Especially for the numeric exception, I know it can be achieved with some negative lookahead/lookbehind but unfortunately I can't combine them in my current pattern.

This is a fiddle for you to check (the cases that shouldn't be matched are in lines 2, 3, 4).

EDIT: Both of the solutions posted below work fine, but end up adding a space after the last fullstop of the description. This is not much of a problem, as earlier in my code, I was taking care of the <br />s and spaces at the beginning and end of the description, so I moved this preg_replace before that one...

So, the final code I ended up using is this:

$variation['DESCRIPTION'] = preg_replace('#\s*([:,.])(?!(?<=\d.)\d)(?!(?<=ό,)τι)\s*#ui', '$1 ', $variation['DESCRIPTION']);
$variation['DESCRIPTION'] = preg_replace('#^\s*(<br />)*\s*|\s*(<br />)*\s*$#', '', $variation['DESCRIPTION']);

So the only thing that's left to achieve is alter this code so that it treats the ellipsis the way I describe above.

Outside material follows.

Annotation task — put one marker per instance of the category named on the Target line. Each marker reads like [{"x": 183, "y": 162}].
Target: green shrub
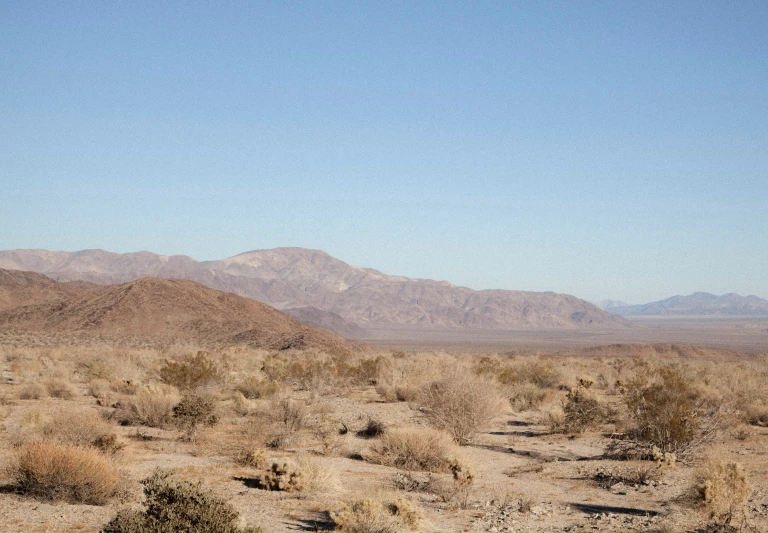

Any help with this last requirement will be very much appreciated! TIA


Solution

  • You can add two lookaheads containing lookbehinds:

    \s*(\.{2,}|[:,.](?!(?<=ό,)τι)(?!(?<=\d.)\d))(?!\s*<br\s*/>)\s*
    

    See the regex demo. Note that I also added \s* to the last lookahead and swapped it with the consuming \s* to fail the match if there is <br/> after any zero or more whitespaces after the :, , or ..

    Details

    • \s* - zero or more whitespaces
    • (\.{2,}|[:,.]) - Group 1: two or more dots, or a :, , or .
    • (?!(?<=ό,)τι) - fail the match if the next two chars are τι preceded with ό,
    • (?!(?<=\d.)\d) - fail the match if the next char is a digit preceded with a digit and any char (note that a . is enough since the [:,.] already match the char allowed/required, here, we just need to "jump" over that matched char)
    • (?!\s*<br\s*/>) - a negative lookahead that fails the match if there are zero or more whitespaces, <br, zero or more whitespaces, /> immediately to the right of the current location.
    • \s* - zero or more whitespaces.